Li Zeng,Haohan Huang,Binfan Zheng,Kang Yang,Shengcheng Shao,Jinhua Zhou,Jun Xie,Rongqian Zhao,Xin Chen
2024-03-06
Abstract:Graph Partitioning is widely used in many real-world applications such as fraud detection and social network analysis, in order to enable the distributed graph computing on large graphs. However, existing works fail to balance the computation cost and communication cost on machines with different power (including computing capability, network bandwidth and memory size), as they only consider replication factor and neglect the difference of machines in realistic data centers. In this paper, we propose a general graph partitioning algorithm WindGP, which can support fast and high-quality edge partitioning on heterogeneous machines. WindGP designs novel preprocessing techniques to simplify the metric and balance the computation cost according to the characteristics of graphs and machines. Also, best-first search is proposed instead of BFS and DFS, in order to generate clusters with high cohesion. Furthermore, WindGP adaptively tunes the partition results by sophisticated local search methods. Extensive experiments show that WindGP outperforms all state-of-the-art partition methods by 1.35 - 27 times on both dense and sparse distributed graph algorithms, and has good scalability with graph size and machine number.
Distributed, Parallel, and Cluster Computing
What problem does this paper attempt to address?

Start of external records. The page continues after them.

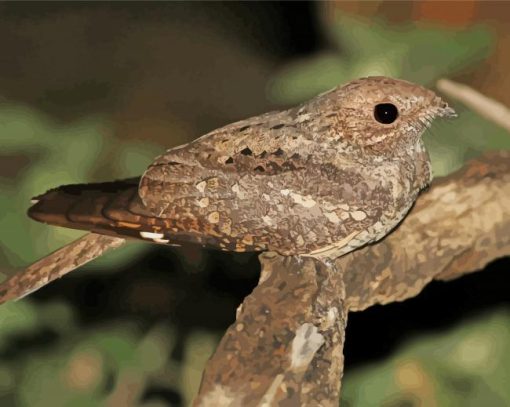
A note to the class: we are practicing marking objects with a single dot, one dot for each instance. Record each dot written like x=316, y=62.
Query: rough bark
x=55, y=265
x=456, y=227
x=286, y=346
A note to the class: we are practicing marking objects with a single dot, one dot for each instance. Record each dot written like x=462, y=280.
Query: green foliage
x=100, y=363
x=420, y=55
x=52, y=154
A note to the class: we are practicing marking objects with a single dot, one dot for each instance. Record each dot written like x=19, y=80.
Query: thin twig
x=486, y=107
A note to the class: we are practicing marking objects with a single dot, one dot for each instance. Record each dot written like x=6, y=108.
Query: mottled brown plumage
x=323, y=178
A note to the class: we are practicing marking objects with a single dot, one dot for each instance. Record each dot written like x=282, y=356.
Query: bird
x=321, y=179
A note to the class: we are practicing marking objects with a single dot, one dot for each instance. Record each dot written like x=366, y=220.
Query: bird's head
x=384, y=114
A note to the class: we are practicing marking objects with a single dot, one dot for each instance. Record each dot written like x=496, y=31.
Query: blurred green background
x=93, y=91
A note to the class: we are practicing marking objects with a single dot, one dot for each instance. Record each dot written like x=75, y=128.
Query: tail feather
x=102, y=207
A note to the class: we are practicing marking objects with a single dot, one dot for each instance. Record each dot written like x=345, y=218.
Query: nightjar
x=321, y=179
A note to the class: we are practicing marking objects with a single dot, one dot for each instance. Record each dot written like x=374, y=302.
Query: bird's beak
x=444, y=110
x=447, y=112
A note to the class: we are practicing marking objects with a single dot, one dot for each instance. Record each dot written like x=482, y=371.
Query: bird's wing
x=257, y=185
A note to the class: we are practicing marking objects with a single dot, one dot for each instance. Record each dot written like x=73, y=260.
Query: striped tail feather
x=109, y=208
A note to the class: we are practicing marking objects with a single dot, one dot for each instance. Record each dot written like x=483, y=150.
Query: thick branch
x=458, y=226
x=286, y=346
x=57, y=264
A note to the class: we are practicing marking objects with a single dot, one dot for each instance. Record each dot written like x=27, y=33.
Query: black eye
x=385, y=113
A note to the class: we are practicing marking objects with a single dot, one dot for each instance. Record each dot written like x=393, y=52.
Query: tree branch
x=55, y=265
x=456, y=227
x=286, y=346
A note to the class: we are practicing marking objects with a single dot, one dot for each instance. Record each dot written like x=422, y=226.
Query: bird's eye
x=385, y=113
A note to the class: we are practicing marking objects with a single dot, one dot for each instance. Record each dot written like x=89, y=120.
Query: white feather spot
x=302, y=200
x=201, y=186
x=306, y=343
x=151, y=235
x=358, y=215
x=161, y=240
x=332, y=217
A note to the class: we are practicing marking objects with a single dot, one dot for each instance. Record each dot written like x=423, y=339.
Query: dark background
x=160, y=74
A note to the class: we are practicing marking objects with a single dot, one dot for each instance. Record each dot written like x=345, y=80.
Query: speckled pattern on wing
x=323, y=178
x=323, y=175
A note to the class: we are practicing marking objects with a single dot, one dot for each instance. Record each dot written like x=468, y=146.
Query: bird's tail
x=111, y=208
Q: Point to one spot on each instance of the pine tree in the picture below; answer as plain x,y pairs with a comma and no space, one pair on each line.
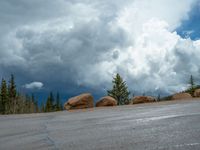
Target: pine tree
12,94
119,91
4,98
158,98
42,108
50,103
58,103
192,85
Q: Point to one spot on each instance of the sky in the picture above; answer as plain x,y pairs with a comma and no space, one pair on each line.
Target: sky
77,46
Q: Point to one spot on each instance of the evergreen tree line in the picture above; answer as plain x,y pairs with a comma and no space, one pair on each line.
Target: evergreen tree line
121,93
13,102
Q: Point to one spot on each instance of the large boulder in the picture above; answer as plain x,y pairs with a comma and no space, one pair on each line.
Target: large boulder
80,102
181,96
106,101
142,99
197,93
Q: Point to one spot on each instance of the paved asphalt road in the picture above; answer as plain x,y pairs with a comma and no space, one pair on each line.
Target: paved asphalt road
160,126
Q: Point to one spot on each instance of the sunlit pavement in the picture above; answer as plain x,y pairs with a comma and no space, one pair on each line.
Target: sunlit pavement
165,125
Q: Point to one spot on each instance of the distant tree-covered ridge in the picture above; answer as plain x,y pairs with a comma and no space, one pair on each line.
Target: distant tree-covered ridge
13,102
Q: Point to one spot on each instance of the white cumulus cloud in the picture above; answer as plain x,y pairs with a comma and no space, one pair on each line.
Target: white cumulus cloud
34,85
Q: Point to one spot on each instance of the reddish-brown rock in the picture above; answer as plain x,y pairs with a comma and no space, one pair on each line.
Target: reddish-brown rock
106,101
80,102
142,99
181,96
197,93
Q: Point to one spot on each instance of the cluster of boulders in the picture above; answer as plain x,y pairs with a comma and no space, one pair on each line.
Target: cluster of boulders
86,100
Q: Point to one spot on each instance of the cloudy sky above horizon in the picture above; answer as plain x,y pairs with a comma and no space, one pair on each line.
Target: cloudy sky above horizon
76,46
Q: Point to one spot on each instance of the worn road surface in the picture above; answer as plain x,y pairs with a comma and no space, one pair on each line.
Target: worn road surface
160,126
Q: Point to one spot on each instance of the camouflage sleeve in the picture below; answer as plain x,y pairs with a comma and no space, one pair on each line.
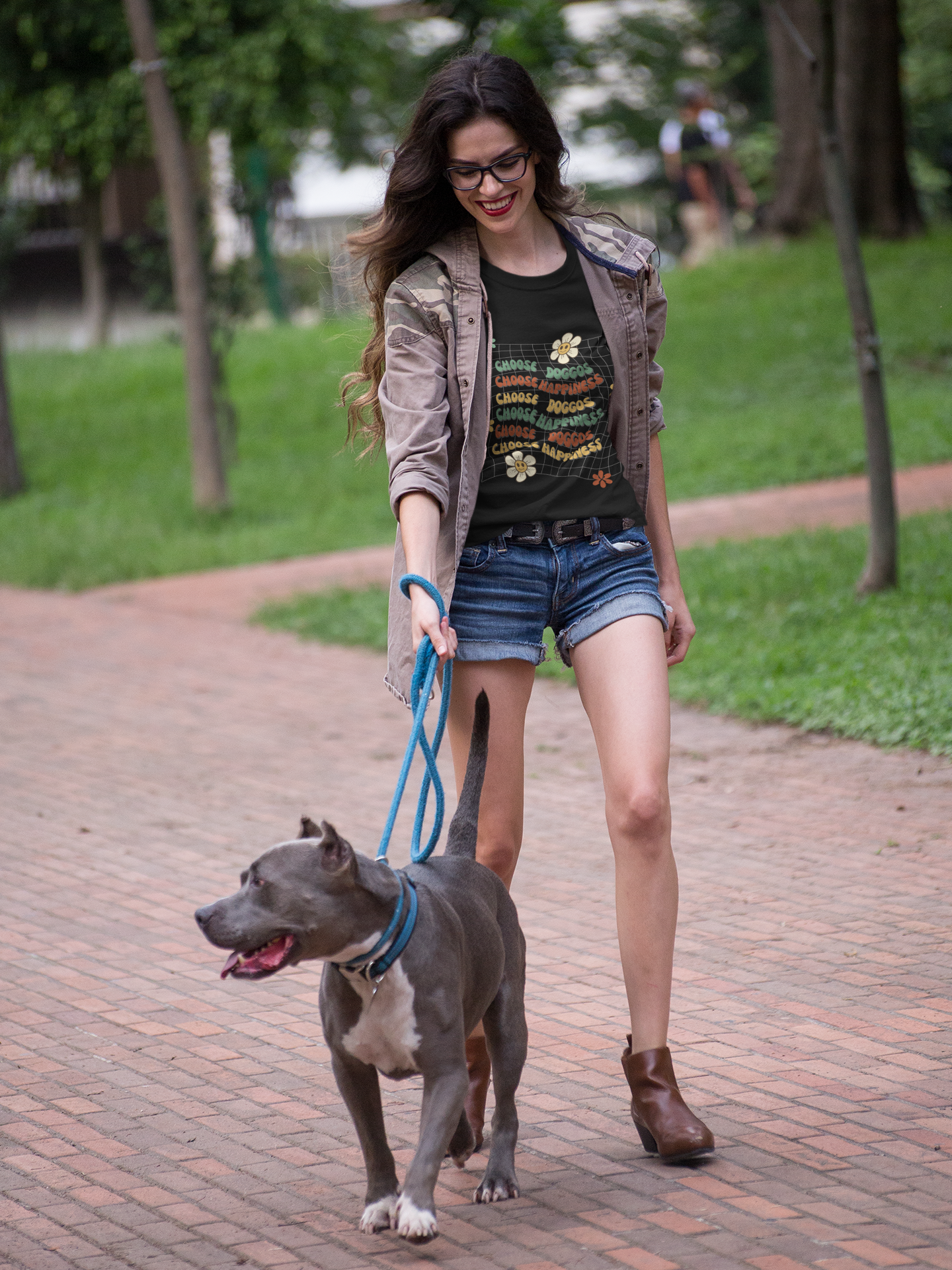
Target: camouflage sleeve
413,399
655,317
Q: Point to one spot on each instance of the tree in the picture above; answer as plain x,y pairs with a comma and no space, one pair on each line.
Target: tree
870,116
208,483
69,101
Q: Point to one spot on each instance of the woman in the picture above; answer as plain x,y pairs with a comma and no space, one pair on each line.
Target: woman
510,376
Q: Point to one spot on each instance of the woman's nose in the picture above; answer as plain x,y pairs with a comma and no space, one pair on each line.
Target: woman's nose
491,187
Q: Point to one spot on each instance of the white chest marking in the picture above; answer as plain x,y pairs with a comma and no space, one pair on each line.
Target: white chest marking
385,1034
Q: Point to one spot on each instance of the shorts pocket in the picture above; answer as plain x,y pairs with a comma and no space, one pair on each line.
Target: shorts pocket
474,559
627,542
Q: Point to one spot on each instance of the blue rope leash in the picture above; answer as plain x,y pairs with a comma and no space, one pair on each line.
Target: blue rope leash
420,689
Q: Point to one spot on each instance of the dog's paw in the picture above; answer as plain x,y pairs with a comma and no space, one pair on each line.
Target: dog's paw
413,1222
380,1214
494,1189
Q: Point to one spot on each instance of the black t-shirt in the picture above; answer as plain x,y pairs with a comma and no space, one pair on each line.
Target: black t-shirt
549,455
696,148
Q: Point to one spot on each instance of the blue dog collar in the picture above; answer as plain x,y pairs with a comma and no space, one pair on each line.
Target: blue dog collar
372,966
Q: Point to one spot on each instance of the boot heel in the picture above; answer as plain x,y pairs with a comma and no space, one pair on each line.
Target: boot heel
648,1142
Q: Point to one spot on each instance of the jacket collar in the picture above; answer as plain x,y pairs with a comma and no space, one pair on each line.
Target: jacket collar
607,245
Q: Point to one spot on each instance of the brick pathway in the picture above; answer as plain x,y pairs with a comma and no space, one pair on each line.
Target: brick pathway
151,1115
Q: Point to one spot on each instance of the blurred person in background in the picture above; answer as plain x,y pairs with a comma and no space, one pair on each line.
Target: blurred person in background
698,163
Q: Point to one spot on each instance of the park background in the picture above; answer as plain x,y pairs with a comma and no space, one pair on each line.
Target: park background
290,112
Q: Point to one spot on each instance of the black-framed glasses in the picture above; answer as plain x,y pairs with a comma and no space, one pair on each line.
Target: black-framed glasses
470,177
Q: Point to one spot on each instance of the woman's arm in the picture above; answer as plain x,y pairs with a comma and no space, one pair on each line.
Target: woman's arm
419,530
681,629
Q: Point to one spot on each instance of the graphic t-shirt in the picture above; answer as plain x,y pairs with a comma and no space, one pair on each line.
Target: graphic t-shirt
549,455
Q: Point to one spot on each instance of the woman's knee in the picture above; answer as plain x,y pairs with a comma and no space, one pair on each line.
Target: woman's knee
640,814
498,853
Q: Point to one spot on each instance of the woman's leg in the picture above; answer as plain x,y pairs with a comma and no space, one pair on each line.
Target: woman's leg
622,679
508,686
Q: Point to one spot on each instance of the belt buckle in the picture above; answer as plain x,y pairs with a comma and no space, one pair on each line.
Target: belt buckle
557,531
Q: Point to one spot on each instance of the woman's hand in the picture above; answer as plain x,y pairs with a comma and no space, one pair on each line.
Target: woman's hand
424,620
681,629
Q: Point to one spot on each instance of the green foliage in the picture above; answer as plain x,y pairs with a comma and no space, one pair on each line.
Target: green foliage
268,73
104,444
67,95
761,385
781,634
534,32
927,81
760,390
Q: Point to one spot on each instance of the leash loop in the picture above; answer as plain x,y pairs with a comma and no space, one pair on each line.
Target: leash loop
420,689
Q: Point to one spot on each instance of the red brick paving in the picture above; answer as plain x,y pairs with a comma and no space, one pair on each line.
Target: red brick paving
153,1115
235,593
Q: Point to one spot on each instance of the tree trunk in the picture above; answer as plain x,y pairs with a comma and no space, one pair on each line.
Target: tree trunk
869,114
800,200
11,474
881,562
95,296
871,118
208,483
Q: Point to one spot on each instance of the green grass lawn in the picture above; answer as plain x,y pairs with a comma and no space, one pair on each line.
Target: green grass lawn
781,634
761,390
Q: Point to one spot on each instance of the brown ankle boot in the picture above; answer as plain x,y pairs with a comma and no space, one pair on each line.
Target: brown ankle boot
480,1070
666,1126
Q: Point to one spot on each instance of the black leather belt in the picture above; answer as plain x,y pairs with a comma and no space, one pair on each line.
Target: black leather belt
565,531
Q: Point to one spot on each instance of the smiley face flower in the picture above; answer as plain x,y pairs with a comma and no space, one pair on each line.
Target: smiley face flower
520,465
565,349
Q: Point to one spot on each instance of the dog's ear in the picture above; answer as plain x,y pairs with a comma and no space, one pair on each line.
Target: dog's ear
337,855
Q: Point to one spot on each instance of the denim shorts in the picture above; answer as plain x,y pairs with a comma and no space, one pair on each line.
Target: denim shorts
506,595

### Problems Addressed by the Paper The paper primarily addresses the issue of efficient graph partitioning on heterogeneous machines. Specifically: 1. **Problems with Existing Methods**: - Existing graph partitioning algorithms are mainly designed for homogeneous machines (i.e., all machines have the same configuration) and cannot effectively balance computation and communication costs. - When applied to heterogeneous environments (where different machines have varying computational power, memory size, and network bandwidth), these algorithms perform poorly. 2. **Research Background and Objectives**: - Graph partitioning is crucial in many practical applications, such as financial fraud detection and social network analysis. - In large-scale distributed graph computing, the quality of graph partitioning directly impacts overall performance. - Heterogeneous computing is becoming a trend, but existing graph partitioning algorithms do not support heterogeneous environments. 3. **Proposed Method**: - A new graph partitioning algorithm, WindGP, is proposed, which can achieve fast and high-quality edge partitioning on heterogeneous machines. - New preprocessing techniques are introduced to simplify metrics and balance computation costs based on the characteristics of the graph and machines. - Best-first search is used instead of traditional breadth-first search or depth-first search to generate highly cohesive partitions. - A complex subgraph local search method is employed to adaptively adjust partitioning results. 4. **Experimental Results**: - Experiments show that WindGP outperforms all existing methods in both dense and sparse distributed graph algorithms, with performance improvements ranging from 1.35 times to 27 times, and it exhibits good scalability. Through these improvements, WindGP can achieve better graph partitioning in heterogeneous environments, thereby enhancing the overall performance of distributed graph computing.